While the Minister for Agriculture, Food and the Marine, Michael Creed, has repeatedly dismissed farm body calls for a €200 per cow suckler payment, momentum is building that a support could be introduced on the calf.

The possible move, previously mooted by AgriLand, could be conceived as a route to not only boosting incomes for the sector; but also as a way of rewarding efficiency within the national suckler herd.

AgriLand understands that such a support could potentially come to light as part of next week’s Budget 2019 announcement.

Earlier this week, in response to questions tabled by the Agriculture Committee, Minister Creed again reiterated his position that establishing a support scheme to the sum of €200 per suckler cow – essentially a coupled payment – is not his intended “direction of travel“.

While emphasising that he is “acutely aware” of the concerns around the suckler enterprise sector, he said he is “absolutely committed” to ensuring that it remains “a key producer” of high-quality beef.

Driving efficiency

He indicated that anything that might be done for the sector would have to be “within the framework” of driving efficiencies in the herd.

“Very often the department is accused of not having joined-up thinking and I would just say that it is imperative that anything we do – budgetary or at CAP level – is consistent with the obligations that we face under challenges for targets in a reduction of greenhouse gases by 2030.

“That is something that I am acutely conscious of in the context of the sector.

A coupled payment of €200 per cow – which is the ask on every cow – is not the direction of travel we should go in the context of our climate change obligations.

“I think that we need to make sure that, whatever we do, we are consistent with the direction of travel that we have been going on in the context of beef data and genomics – which has been about driving efficiencies in the herd and improving its genetic merit.
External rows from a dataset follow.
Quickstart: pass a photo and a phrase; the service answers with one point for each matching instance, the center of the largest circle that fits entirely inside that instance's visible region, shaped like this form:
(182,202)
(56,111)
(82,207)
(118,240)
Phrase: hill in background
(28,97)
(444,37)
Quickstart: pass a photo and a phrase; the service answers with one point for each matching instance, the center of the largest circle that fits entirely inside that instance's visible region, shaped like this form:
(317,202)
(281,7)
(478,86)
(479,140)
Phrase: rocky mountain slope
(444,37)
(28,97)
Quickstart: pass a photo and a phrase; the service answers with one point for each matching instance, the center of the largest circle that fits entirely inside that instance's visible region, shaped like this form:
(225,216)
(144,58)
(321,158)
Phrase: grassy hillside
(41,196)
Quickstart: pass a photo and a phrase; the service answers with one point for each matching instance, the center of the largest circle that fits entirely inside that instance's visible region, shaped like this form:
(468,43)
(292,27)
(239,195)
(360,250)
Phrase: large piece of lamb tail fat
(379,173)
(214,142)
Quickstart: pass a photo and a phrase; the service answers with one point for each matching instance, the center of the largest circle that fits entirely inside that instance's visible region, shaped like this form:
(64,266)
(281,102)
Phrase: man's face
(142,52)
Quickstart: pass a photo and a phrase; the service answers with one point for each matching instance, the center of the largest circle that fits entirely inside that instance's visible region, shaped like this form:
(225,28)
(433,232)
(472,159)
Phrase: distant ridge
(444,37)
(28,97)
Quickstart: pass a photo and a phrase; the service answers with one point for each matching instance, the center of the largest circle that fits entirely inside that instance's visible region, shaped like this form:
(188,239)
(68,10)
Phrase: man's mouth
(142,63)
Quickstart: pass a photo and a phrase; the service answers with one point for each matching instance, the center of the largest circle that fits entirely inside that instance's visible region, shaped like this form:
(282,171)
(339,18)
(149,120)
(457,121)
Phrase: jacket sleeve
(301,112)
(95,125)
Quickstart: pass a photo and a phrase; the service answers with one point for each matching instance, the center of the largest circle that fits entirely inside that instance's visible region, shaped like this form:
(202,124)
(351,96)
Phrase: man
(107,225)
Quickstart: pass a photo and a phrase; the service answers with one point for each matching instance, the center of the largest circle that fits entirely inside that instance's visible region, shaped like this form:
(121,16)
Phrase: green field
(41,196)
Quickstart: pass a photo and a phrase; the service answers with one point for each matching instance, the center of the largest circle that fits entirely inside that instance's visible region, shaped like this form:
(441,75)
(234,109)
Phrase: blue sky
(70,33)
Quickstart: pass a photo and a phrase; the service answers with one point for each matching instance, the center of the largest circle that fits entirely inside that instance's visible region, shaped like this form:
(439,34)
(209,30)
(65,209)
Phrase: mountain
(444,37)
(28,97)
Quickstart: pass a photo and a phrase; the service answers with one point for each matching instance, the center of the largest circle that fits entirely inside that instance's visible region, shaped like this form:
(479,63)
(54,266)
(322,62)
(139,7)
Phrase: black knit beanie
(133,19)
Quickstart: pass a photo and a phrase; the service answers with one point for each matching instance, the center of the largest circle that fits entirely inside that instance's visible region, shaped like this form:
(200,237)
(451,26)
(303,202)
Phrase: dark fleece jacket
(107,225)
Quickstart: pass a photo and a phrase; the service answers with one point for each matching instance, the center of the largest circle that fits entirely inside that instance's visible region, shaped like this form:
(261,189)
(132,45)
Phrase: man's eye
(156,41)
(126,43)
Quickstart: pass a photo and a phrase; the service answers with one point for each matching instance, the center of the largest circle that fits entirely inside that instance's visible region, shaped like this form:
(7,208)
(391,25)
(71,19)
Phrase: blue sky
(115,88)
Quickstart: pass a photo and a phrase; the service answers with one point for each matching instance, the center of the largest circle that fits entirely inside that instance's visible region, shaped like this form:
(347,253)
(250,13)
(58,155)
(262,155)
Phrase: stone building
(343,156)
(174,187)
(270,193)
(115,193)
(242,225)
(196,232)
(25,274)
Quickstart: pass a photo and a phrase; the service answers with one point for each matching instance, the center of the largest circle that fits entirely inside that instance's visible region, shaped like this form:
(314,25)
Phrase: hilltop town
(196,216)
And that is something which I am conscious of.

“I am in the middle of the overall budget and I cannot go any further than that; but I am aware of the issues for the sector.

“But anything that is done, at any level, has to be within that framework and rightly so because, otherwise, we would be open to the charges that we weren’t being consistent. And certainly a coupled payment is not the direction of travel that we should consider,” he said.

‘I’d give in on the calf’

Meanwhile, speaking recently to AgriLand, Eddie Downey, the former president of the Irish Farmers’ Association (IFA), described calls for a €200 payment per suckler cow as “wrong”.

Also Read: Downey: ‘Payment on a suckler cow is wrong – I’d give it on a calf’

Commenting on how the struggling beef sector could be subsidised, he said: “We have got to look at it in a manner that we can drive the efficiencies within the industry.

It’s not good enough to just say: ‘I want €200 per suckler cow’. I think that’s wrong; it’s the wrong comment to make.

“I think what we should be looking for here is a structured system which gives us extra output from that sector and more efficiencies within it.

I wouldn’t give a payment on a suckler cow; I’d give it on a calf. I would give it on output from that cow, not on just having an animal that is non-productive within the system.

“That’s on how that needs to be tailored,” he said.